Running is a great stress reliever and an easily accessible form of outdoor exercise. As such it became very popular throughout quarantine. Running can often cause an increase in breakouts on the body though, usually on the back and booty, because of the friction created by clothing mixed with sweat, oils and bacteria. These four tips will go a long way to reduce the irritation to your skin:
- Shower as soon as you get home from your run.
- Use a salicylic cleanser on breakout-prone areas.
- Opt for breathable materials.
- Wash your workout clothes after every sweat session.
Both cycling and running outdoors exposes the skin to high levels of pollution, particularly if you live in a city. Apply an antioxidant serum under your moisturiser and SPF, such as the Neostrata Skin Defense serum or Medik8 C-Tetra serum. These provide extra protection by scavenging free-radicals.
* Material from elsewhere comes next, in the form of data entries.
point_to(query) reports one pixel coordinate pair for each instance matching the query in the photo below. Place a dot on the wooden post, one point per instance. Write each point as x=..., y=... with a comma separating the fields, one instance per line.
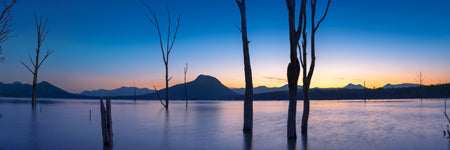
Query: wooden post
x=106, y=123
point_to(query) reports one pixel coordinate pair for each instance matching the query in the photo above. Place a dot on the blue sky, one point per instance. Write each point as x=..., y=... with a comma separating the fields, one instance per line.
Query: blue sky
x=110, y=43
If you have taken up swimming instead of going back to the gym, it is important to take extra steps to protect your skin. Prolonged water contact, particularly chlorinated water, damages your protective skin barrier, which results in the skin feeling tight and dry after swimming.
To prevent damage to the skin barrier happening in the first place, try incorporating these steps into your swim routine:
- Apply a generous amount of ceramide-rich moisturiser to the skin before getting in the water, such as the CeraVe Moisturising Lotion
- If you are open water swimming or visiting your local lido, wearing plenty of waterproof SPF is a must
- Wash the skin with a gentle cleanser immediately after coming out of the water to remove any chlorine and then reapply the moisturiser
HOME WORKOUT CLASSES
Instagram and YouTube have been brilliant resources for online workouts and yoga classes throughout lockdown (who else loved The Sports Edit Instagram workouts?) and I am definitely going to continue doing workouts from home.
We all expect equipment at the gym to be cleaned thoroughly and regularly, but we perhaps forget to clean our own equipment at home as much as we should. Yoga and exercise mats in particular need a thorough wipe down with antibacterial spray regularly or when you are in child’s pose during your yoga session, that bacteria will end up on your forehead! But also remember dumbbells, resistance bands, stability balls and any other equipment you touch regularly.
WHAT IS “MASKNE”?
If you are planning on going back to the gym and workout classes, some venues will recommend that you wear a face mask. Face masks are wreaking havoc with people’s skin, a phenomenon dubbed ‘maskne’. Face masks trap moisture, sweat and bacteria on the skin, which inevitably clogs the pores and leads to breakouts and irritation on the cheeks and chin.
3 Tips for Avoiding Maskne
There are several steps you can take to reduce the irritating effects and appearance of maskne:
- Choose a machine-washable face mask made of a breathable material, such as cotton or silk, to reduce the amount of moisture being trapped between the mask and your skin. I would advise having a few face masks on rotation so that you can wear a clean one each day while the others are in the wash.
- Find a face mask that fits your face well to avoid friction, which can cause irritation. If you are experiencing irritation from wearing a face mask, reduce the amount that you are exfoliating with acids or scrubs in your skincare routine.
- Use Clinisept - an antibacterial, antifungal, antiviral, antisporal spray that will be your new best friend if you are suffering with maskne. It is a PH neutral solution so it does not disrupt the skin barrier. It comes in a spray bottle and is very easy to spray on just about anything! It is designed to spray directly on your skin so it is perfect for fighting maskne! Spray the Clinisept on your face and on the mask every time you put it on to kill the bacteria.
As we continue to adjust to a new normal, many of us will continue the exercise routines we started in lockdown. It's been a stressful time for everyone, and your skin isn't immune to the side effects of this new lifestyle! Use guide to help reduce skin irritation after your new exercise routine, and avoid unpleasant maskne by working in these tips into your skincare regimen.